Din ile dünyayı birlikte kazanmak imkânsızdır. Âhıreti kazanmak isteyenin, dünyadan vazgeçmesi lâzımdır. Bu zamanda, dünyayı tamamen terk etmek, kolay değildir. Hiç olmazsa, hükmen terk etmek, yâni terk etmiş sayılmak lâzımdır. Bu da, her işte İslâmiyete uymak demektir. Yiyecekte, içecekte, giyecekte ve ev kurmakta İslâmiyete uymak lâzımdır. İslâmiyete uymakla ziynetlenen bir kimse, dünyanın zararından kurtulmuş olur ve âhıreti kazanır. Dünyayı, böyle hükmen de terk edemeyen kimse, münâfık demektir.

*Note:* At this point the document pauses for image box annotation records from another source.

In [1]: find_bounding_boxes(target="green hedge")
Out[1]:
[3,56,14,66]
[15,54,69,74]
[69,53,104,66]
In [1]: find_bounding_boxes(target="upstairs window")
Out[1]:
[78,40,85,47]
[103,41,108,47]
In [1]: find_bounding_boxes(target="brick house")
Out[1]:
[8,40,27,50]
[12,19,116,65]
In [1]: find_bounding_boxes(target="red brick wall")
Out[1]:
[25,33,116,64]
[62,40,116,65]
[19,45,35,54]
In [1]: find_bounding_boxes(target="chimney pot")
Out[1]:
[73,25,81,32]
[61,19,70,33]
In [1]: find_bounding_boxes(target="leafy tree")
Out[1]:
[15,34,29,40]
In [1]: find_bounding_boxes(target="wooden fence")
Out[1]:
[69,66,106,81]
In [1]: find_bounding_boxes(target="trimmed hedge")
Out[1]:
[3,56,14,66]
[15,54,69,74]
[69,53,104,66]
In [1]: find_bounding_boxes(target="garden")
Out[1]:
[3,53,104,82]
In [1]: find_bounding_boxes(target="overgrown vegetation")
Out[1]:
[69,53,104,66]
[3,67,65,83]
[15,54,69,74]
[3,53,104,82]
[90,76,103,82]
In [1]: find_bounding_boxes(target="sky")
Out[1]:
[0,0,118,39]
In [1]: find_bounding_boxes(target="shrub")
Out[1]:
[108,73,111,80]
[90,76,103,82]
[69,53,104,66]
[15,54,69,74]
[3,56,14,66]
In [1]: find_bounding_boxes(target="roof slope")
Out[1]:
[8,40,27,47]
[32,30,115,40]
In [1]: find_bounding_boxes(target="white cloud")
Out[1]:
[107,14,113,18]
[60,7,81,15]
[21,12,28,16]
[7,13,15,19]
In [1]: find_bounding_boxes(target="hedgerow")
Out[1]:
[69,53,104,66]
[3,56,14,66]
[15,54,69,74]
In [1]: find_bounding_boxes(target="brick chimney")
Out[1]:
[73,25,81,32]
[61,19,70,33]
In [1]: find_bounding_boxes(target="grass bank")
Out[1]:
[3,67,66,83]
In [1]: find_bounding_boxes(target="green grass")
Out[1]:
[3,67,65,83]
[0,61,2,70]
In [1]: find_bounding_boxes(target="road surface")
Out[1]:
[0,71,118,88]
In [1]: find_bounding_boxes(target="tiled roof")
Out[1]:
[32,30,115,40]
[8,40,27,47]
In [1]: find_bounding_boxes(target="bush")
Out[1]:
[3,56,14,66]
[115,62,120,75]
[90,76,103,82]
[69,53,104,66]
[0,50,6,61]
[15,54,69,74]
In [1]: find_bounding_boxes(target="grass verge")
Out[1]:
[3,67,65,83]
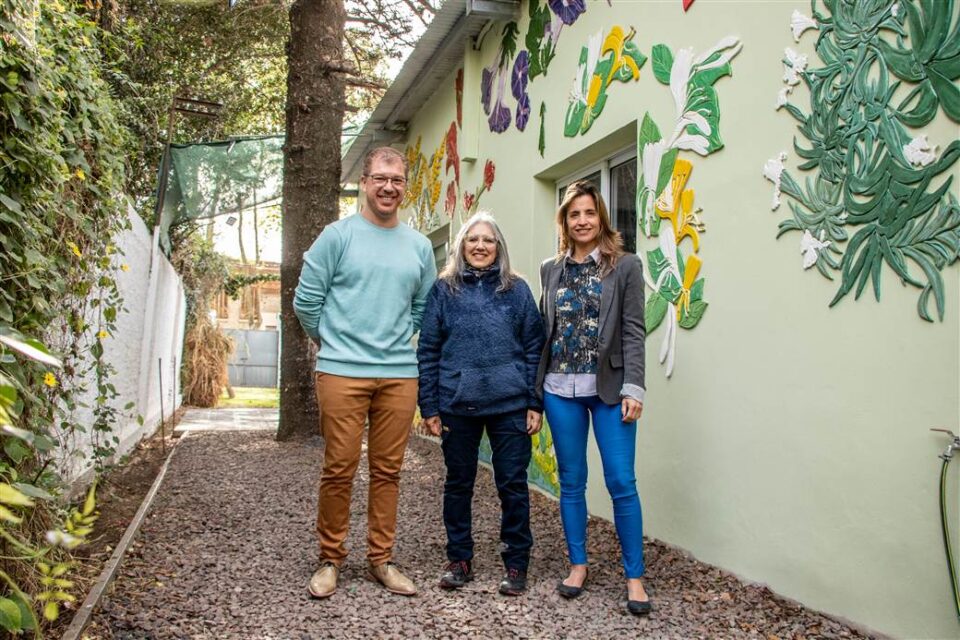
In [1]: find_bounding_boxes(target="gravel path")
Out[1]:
[85,424,866,640]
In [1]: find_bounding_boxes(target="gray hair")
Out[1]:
[439,211,520,293]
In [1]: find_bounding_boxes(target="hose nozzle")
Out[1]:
[930,429,960,462]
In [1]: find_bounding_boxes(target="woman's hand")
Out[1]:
[620,398,643,422]
[423,416,441,436]
[527,409,543,436]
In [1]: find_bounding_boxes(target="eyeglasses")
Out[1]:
[465,236,497,246]
[364,174,407,189]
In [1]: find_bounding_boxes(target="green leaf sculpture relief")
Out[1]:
[563,26,647,138]
[650,44,673,84]
[643,291,668,333]
[537,102,547,158]
[636,36,741,378]
[764,0,960,321]
[680,300,707,329]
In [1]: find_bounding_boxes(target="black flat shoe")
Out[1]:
[557,570,590,600]
[627,599,653,616]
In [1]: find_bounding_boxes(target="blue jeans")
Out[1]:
[543,392,644,578]
[440,409,533,571]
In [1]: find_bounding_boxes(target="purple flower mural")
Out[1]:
[510,49,530,100]
[517,94,530,131]
[547,0,587,25]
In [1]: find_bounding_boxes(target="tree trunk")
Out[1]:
[277,0,346,440]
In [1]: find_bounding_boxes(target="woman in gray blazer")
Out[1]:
[537,180,651,615]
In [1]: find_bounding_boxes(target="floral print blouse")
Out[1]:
[547,254,601,376]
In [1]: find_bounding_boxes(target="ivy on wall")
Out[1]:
[0,0,129,633]
[763,0,960,321]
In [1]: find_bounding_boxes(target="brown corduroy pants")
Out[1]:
[316,372,417,566]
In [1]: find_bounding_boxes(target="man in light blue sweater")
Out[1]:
[293,147,437,598]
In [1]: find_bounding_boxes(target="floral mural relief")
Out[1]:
[563,26,647,138]
[480,0,587,133]
[637,37,741,378]
[402,69,496,234]
[763,0,960,321]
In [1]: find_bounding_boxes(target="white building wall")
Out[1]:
[58,209,186,484]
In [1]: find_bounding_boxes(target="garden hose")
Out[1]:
[931,429,960,619]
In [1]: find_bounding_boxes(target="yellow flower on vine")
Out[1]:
[654,158,704,251]
[677,253,703,320]
[427,140,446,211]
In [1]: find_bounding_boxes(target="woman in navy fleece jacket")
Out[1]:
[417,212,545,595]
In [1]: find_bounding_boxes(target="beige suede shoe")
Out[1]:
[367,562,417,596]
[308,562,340,598]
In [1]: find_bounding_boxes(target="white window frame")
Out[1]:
[554,145,637,239]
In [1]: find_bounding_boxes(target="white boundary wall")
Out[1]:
[58,208,186,485]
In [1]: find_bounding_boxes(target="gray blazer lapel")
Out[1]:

Îmanlı olduğunu söylemesi, âhırette kendisini kurtaramaz. Yalnız dünyada, malını ve cânını korur. Dünyanın bu kadar gösterişli hâli, hademesi, hizmetçileri, tatlı yemekleri, çeşidli şerbetleri, süslü, câzibeli elbiseleri ve nice zevkleri karşısında, hangi babayiğit, hangi bahtiyar kimse, bu doğru söze kulak verip dinler?"